Jens Stoltenberg, secretário-geral da OTAN, indicou em suas redes sociais que conversou com o presidente Andrzej Duda sobre o ataque ao território polonês: “Apresentei minhas condolências pela perda de vidas. A OTAN está monitorando a situação e os Aliados estão consultando de perto. É importante que todos os fatos sejam estabelecidos.” Numa mensagem nas redes sociais, apelou à calma e sublinhou que “o importante é que os factos sejam esclarecidos”.
A Organização do Tratado do Atlântico Norte está investigando relatos não confirmados de mísseis russos caindo em território polonês, disse um alto funcionário da aliança militar transatlântica na terça-feira. “Estamos investigando esses relatórios e em estreita coordenação com nossa aliada Polônia”, disse o funcionário, que pediu anonimato. O ataque, em tese, poderia justificar a resposta da OTAN à Rússia, mas para isso teria que aplicar vários artigos do Tratado de Agrupamento de Defesa do Atlântico.

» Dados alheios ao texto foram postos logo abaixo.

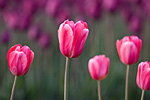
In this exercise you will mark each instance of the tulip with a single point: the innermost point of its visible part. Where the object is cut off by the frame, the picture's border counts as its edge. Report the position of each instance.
(71, 38)
(98, 68)
(143, 77)
(129, 50)
(19, 59)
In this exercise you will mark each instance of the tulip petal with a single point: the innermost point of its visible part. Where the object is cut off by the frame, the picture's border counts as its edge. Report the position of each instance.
(17, 62)
(11, 50)
(79, 26)
(30, 55)
(93, 67)
(65, 36)
(145, 79)
(128, 53)
(78, 47)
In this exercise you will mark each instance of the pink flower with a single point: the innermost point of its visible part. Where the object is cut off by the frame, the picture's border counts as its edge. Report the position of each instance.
(98, 67)
(129, 49)
(19, 59)
(72, 38)
(143, 76)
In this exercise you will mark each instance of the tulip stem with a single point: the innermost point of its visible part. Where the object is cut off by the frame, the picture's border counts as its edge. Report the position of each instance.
(66, 80)
(99, 90)
(127, 78)
(142, 96)
(13, 88)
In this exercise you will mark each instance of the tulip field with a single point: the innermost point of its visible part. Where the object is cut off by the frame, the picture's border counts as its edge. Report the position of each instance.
(74, 49)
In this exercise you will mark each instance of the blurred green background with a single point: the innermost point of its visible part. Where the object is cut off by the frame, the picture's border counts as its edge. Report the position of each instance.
(45, 78)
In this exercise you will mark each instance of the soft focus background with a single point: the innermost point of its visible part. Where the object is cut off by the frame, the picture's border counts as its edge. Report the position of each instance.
(35, 23)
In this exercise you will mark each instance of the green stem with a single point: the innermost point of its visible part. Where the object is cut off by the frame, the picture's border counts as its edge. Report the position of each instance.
(13, 88)
(66, 80)
(99, 90)
(127, 78)
(142, 96)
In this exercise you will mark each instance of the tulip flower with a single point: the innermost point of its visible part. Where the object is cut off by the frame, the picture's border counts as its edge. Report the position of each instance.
(71, 38)
(129, 50)
(98, 67)
(19, 59)
(143, 77)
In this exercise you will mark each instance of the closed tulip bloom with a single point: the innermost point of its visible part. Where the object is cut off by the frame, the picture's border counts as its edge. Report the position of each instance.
(129, 49)
(143, 76)
(19, 59)
(72, 38)
(98, 67)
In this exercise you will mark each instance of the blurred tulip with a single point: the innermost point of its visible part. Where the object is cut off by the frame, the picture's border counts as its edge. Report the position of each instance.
(98, 67)
(126, 13)
(2, 3)
(34, 32)
(72, 38)
(52, 7)
(129, 49)
(110, 5)
(93, 9)
(44, 40)
(5, 38)
(28, 6)
(24, 21)
(143, 76)
(19, 59)
(40, 3)
(135, 24)
(10, 19)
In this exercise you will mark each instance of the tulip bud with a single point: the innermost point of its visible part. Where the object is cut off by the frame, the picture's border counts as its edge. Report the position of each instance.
(129, 49)
(19, 59)
(143, 76)
(98, 67)
(72, 38)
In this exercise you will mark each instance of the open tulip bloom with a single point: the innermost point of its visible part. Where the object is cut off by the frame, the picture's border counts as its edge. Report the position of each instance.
(98, 67)
(72, 37)
(143, 77)
(129, 50)
(19, 59)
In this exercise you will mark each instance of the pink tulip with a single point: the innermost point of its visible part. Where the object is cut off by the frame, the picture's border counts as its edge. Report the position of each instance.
(129, 49)
(72, 38)
(19, 59)
(98, 67)
(143, 76)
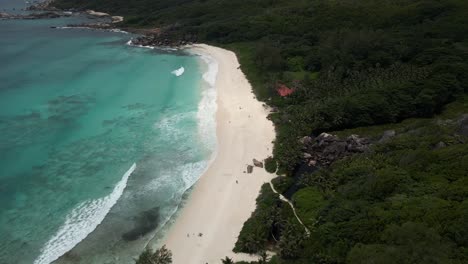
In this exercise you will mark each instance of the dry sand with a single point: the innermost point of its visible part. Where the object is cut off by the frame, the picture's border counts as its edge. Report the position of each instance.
(218, 205)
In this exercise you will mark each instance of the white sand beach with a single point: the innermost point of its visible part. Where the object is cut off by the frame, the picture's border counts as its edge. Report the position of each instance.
(224, 197)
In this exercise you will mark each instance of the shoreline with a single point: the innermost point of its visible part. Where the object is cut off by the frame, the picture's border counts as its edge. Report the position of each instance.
(207, 226)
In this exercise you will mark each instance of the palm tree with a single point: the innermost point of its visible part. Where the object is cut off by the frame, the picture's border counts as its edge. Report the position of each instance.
(227, 260)
(263, 258)
(161, 256)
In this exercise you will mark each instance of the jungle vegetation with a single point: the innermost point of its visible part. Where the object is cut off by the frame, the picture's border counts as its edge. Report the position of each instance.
(356, 67)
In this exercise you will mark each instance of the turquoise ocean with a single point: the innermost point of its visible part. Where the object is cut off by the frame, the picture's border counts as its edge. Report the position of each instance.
(99, 140)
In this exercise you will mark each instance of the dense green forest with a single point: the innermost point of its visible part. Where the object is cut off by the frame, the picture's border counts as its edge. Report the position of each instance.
(356, 67)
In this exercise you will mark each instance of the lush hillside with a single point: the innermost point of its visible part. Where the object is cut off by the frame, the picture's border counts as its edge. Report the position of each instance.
(405, 201)
(366, 64)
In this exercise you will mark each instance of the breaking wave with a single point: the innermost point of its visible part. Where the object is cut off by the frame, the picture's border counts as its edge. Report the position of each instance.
(81, 221)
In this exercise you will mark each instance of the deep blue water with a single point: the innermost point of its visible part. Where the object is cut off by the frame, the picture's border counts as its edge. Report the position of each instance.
(99, 141)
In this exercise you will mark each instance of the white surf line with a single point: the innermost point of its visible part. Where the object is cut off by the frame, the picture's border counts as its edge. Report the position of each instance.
(81, 221)
(292, 207)
(179, 71)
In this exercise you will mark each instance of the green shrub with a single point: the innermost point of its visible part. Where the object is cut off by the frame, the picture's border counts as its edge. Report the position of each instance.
(270, 165)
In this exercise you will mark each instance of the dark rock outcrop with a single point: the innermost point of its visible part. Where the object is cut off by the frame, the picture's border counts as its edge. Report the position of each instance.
(161, 38)
(387, 135)
(42, 15)
(326, 148)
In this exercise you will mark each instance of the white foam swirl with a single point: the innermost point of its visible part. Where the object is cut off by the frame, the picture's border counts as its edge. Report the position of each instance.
(178, 72)
(80, 222)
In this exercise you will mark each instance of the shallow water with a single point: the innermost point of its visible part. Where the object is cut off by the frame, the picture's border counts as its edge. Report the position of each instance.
(99, 141)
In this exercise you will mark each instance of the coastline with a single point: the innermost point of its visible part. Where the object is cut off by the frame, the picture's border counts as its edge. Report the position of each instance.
(208, 225)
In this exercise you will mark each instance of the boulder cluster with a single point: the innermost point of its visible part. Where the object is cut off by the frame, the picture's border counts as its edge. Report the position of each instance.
(326, 148)
(164, 39)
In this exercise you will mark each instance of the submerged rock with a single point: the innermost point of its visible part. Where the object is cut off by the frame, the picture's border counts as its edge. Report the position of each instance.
(146, 222)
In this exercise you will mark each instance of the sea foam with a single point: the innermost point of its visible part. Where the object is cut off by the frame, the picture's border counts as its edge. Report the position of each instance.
(81, 221)
(178, 72)
(207, 107)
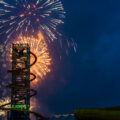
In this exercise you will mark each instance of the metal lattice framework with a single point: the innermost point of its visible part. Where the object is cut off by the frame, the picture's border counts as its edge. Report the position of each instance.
(20, 86)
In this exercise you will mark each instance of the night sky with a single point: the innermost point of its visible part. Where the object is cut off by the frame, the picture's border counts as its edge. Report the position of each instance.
(90, 77)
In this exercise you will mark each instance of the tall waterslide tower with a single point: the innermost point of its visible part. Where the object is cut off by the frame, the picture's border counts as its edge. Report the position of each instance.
(20, 86)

O artigo 4.º pode ser invocado pelos membros da Aliança Atlântica que se sintam ameaçados por um Estado ou por uma organização terrorista. Nessa altura, os restantes países iniciam consultas formais, a pedido do parceiro que as accionou. Em seguida, analisa-se se existe uma ameaça e como ela pode ser tratada. No entanto, este artigo não deriva pressão para agir na prática.
Após o ataque russo à Polónia, é também fundamental rever o artigo 5º do Tratado: "As partes concordam que um ataque armado contra uma ou mais delas, ocorrido na Europa ou na América do Norte, será considerado como um ataque dirigido contra todos deles e, conseqüentemente, concordam que, caso ocorra tal ataque, cada um deles, no exercício do direito de legítima defesa individual ou coletiva, reconhecido pelo artigo 51 da Carta das Nações Unidas, ajudará a Parte ou Partes a fazê-lo atacou, adotando a partir de então, individualmente e de acordo com as demais Partes, as medidas que julgar necessárias, inclusive o uso da força armada, para restabelecer e manter a segurança na região do Atlântico Norte”.

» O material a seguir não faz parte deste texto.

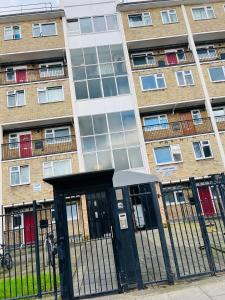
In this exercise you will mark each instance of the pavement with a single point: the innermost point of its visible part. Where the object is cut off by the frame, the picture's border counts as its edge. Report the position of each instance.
(210, 288)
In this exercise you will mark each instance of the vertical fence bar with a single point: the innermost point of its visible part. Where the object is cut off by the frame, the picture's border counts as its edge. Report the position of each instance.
(37, 250)
(202, 224)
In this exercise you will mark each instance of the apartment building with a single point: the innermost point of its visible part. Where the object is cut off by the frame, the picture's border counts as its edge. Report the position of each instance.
(36, 117)
(176, 52)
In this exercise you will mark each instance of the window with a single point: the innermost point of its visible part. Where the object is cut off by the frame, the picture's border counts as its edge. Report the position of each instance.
(17, 221)
(110, 140)
(72, 211)
(47, 29)
(168, 154)
(153, 82)
(92, 24)
(12, 33)
(207, 52)
(203, 13)
(142, 59)
(202, 150)
(219, 114)
(19, 175)
(184, 78)
(51, 70)
(217, 74)
(57, 135)
(50, 94)
(169, 16)
(156, 122)
(137, 20)
(196, 116)
(99, 72)
(57, 168)
(16, 98)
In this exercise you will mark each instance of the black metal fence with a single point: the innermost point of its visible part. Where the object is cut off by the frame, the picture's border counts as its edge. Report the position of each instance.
(27, 266)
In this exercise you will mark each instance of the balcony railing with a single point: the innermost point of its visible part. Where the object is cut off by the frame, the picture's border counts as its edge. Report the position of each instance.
(32, 148)
(177, 129)
(163, 59)
(31, 75)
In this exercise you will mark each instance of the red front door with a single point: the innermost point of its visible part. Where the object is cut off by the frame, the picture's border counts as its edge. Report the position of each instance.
(28, 227)
(187, 124)
(25, 145)
(206, 201)
(21, 75)
(172, 58)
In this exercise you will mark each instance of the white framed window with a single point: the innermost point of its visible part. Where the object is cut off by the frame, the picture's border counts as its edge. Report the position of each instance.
(44, 29)
(17, 221)
(219, 114)
(16, 98)
(203, 13)
(153, 82)
(184, 78)
(206, 52)
(57, 168)
(50, 94)
(217, 74)
(196, 116)
(202, 150)
(168, 154)
(156, 122)
(140, 19)
(141, 59)
(51, 69)
(12, 33)
(19, 175)
(169, 16)
(57, 135)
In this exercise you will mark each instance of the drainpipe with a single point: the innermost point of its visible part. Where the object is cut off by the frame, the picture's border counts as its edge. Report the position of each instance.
(204, 86)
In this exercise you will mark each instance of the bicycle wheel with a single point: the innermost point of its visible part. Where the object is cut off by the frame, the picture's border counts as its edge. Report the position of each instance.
(8, 261)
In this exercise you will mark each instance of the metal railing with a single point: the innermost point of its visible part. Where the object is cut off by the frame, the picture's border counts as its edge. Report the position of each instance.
(11, 76)
(158, 58)
(40, 147)
(177, 129)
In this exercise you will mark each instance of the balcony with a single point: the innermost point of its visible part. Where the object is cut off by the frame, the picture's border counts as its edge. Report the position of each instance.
(32, 148)
(20, 76)
(177, 129)
(151, 60)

E acrescenta: “Qualquer ataque armado desta natureza e qualquer medida adotada como consequência será imediatamente levado ao conhecimento do Conselho de Segurança. Essas medidas cessarão quando o Conselho de Segurança tiver tomado as medidas necessárias para restaurar e manter a paz e a segurança internacionais.
Ou seja, a OTAN não só pode como tem a obrigação de intervir em caso de agressão contra um de seus países membros. A primeira vez que este artigo foi invocado foi após os ataques de 11 de setembro contra os Estados Unidos. Países como Estônia, Letônia, Lituânia e Ucrânia não hesitaram em apontar a Rússia como autora do lançamento desses mísseis. De Moscou, face aos apelos de vários Estados para que o território da NATO seja defendido, estas acusações foram rejeitadas e foi explicado que os fragmentos de mísseis na zona não correspondem ao tipo de armamento utilizado pela Rússia.
O episódio ocorre em um dia em que a Rússia lançou uma nova onda de ataques ao território ocidental da Ucrânia. Kyiv, Lviv e muitas outras cidades foram palco de ofensivas russas, que tiveram como principal objetivo a infraestrutura energética.